RD Congo: ouverture sans accroc du «centre européen des visas» à Kinshasa

RD Congo: ouverture sans accroc du «centre européen des visas» à Kinshasa

Le « centre européen des visas » (CEV) qui remplace l’ex-Maison Schengen à Kinshasa, fermée durant plus d’un an à la suite d’une grave crise diplomatique belgo-congolaise, a ouvert ses portes vendredi au public, avec d’importants changements apportés au fonctionnement du service de délivrance des visas, a-t-on appris de source diplomatique.

«  Les opérations (de réception de demandes de visa) ont très bien démarré à 08h00 (09h00 HB) ce matin, sans débordement », a indiqué l’ambassade de Belgique en République démocratique du Congo (RDC), qui gère cette sorte de consulat européen au profit de dix-sept autres pays du Vieux Continent (seize Etats-membres de l’UE) et de la Norvège.

Selon l’ambassade, le mot d’ordre selon lequel le CEV fonctionne désormais, avec prise de rendez-vous obligatoire pour les demandeurs de visa « est bien passé ».

Accord avec la Belgique

La RDC et la Belgique ont signé le 22 février un « accord en vue de la réouverture de la maison Schengen » mais sous une autre dénomination.

Dans le même temps – autre signe de sortie de crise après l’investiture d’un nouveau président, Félix Antoine Tshisekedi Tshilombo, le 24 janvier –, Kinshasa a autorisé la compagnie aérienne Brussels Airlines à effectuer à nouveau sept liaisons hebdomadaires entre Bruxelles et la capitale congolaise.

La réouverture de la Maison Schengen est une promesse de campagne de M. Tshisekedi, avec le retour de l’ambassadeur de l’UE à Kinshasa, le diplomate belge Bart Ouvry, invité à quitter la RDC par l’ancienne équipe au pouvoir.

La Maison Schengen avait suspendu toutes ses activités après la décision de sa fermeture par le gouvernement congolais, le 24 janvier 2018, dans le cadre d’une énième crise diplomatique entre la RDC et son ancienne puissance coloniale.
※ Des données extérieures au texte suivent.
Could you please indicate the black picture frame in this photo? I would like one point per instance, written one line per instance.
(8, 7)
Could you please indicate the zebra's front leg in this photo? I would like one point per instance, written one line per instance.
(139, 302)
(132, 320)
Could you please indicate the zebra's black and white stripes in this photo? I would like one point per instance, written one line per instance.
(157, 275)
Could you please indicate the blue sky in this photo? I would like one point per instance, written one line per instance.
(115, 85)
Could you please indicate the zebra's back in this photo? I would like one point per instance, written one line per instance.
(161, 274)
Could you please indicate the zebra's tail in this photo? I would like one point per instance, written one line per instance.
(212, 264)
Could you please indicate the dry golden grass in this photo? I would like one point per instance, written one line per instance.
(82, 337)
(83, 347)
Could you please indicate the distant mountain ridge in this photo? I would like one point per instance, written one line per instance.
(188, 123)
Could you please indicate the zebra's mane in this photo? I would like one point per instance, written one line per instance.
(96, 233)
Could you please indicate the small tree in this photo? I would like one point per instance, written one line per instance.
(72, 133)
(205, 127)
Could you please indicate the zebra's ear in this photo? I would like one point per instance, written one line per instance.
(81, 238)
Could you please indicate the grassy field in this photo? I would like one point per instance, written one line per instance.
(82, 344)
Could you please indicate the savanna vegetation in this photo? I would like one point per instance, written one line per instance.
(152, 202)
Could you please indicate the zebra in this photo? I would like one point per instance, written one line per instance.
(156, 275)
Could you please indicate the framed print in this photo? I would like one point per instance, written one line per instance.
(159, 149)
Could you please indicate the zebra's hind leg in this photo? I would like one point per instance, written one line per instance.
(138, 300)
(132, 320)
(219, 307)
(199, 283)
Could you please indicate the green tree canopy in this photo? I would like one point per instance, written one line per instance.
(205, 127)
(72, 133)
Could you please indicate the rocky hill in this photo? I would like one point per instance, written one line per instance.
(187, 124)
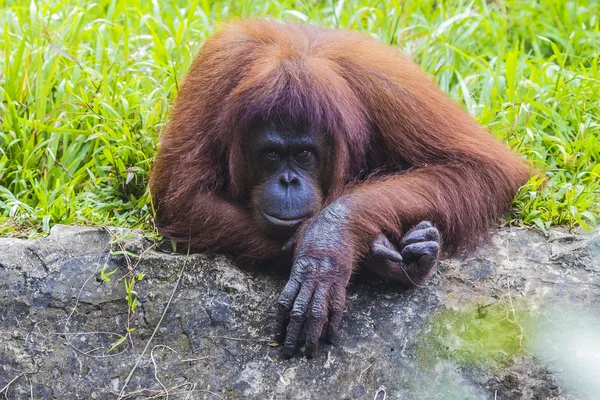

Cette fermeture par les autorités congolaises avait été décidée comme mesure de rétorsion contre la Belgique, qui avait suspendu une bonne partie de l’aide publique bilatérale décidée par Bruxelles. Cela afin de protester contre la répression de marches demandant le départ de l’ex-président Joseph Kabila resté au pouvoir au-delà du terme de son mandat.